“You do realize it’s five o’clock, right?” Max asked from the doorway. Jack didn’t bother to look up from the brief he was reading, hoping that if he didn’t acknowledge him he would go away.
“And that it’s Friday?” Max continued coming in and sitting in one of the chairs across from Jack’s desk.
“And that it’s your birthday?” Max continued stretching out his legs and putting his feet on the edge of the desk.
Realizing that ignoring him was not going to work this time, Jack sighed and looked up. “Do you have a point?”
“Yes, I have a point. You need to stop wallowing in self-pity and get your life back.”
“I am not wallowing. I’m working. Maybe you should try it. In your own office,” Jack said returning his attention back to the brief.
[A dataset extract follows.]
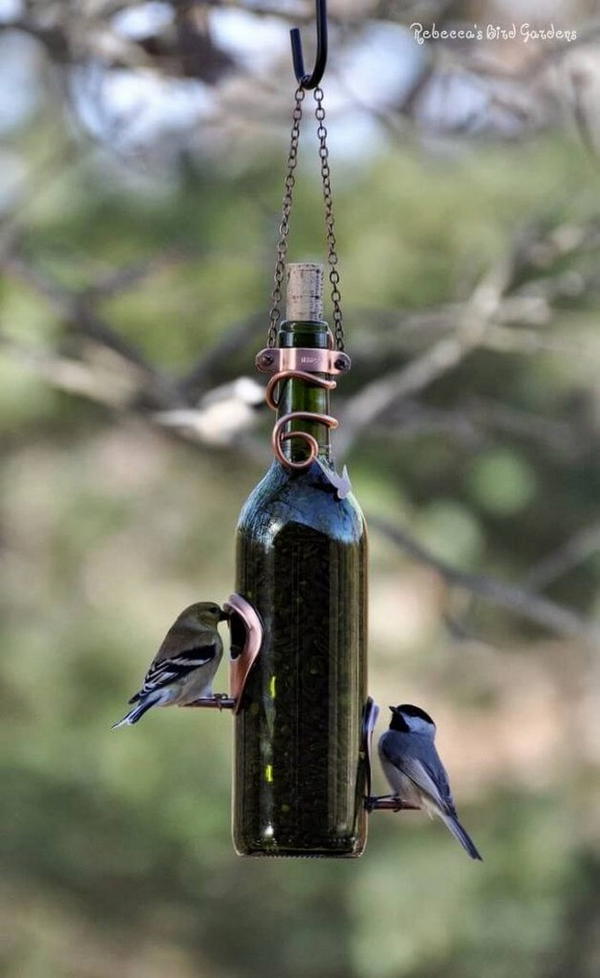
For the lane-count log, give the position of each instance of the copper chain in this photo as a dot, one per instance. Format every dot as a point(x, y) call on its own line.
point(284, 227)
The last thing he wanted to do was have this conversation with Max again.
Relaxing back into his chair, Max smirked. “Working, is that what you call it? Because from over here, it looks like you’re neck deep in self-pity and sinking fast.” Swinging his feet back down to the floor, Max leaned forward with his elbows on his knees. “You got your heart ripped out and handed to you, I get it. But it’s been nine months now. Don’t you think it’s time to get on with your life? Jane did.”
Jack’s head shot up. It took all of his restraint not to jump over his desk and grab Max by the throat. How could he throw it in his face that not only had Jane broken off their engagement and kicked him out of her house, she had married her ‘best friend’ the next day! What an idiot he had been, believing there was nothing going on between the two of them.
Reading the menace in Jack’s expression, Max held his hands up in front of him and laughed nervously. “Whoa, just trying to get your attention. Now that I have it, I’m getting you out of this office and out for some fun.”
Leaning back in his chair, Jack rubbed his eyes with the heel of his palms trying to calm down. Taking a deep breath, he looked over at Max who had propped his feet back up on the desk again. “I have work to do. Why don’t you go have fun for the both of us?”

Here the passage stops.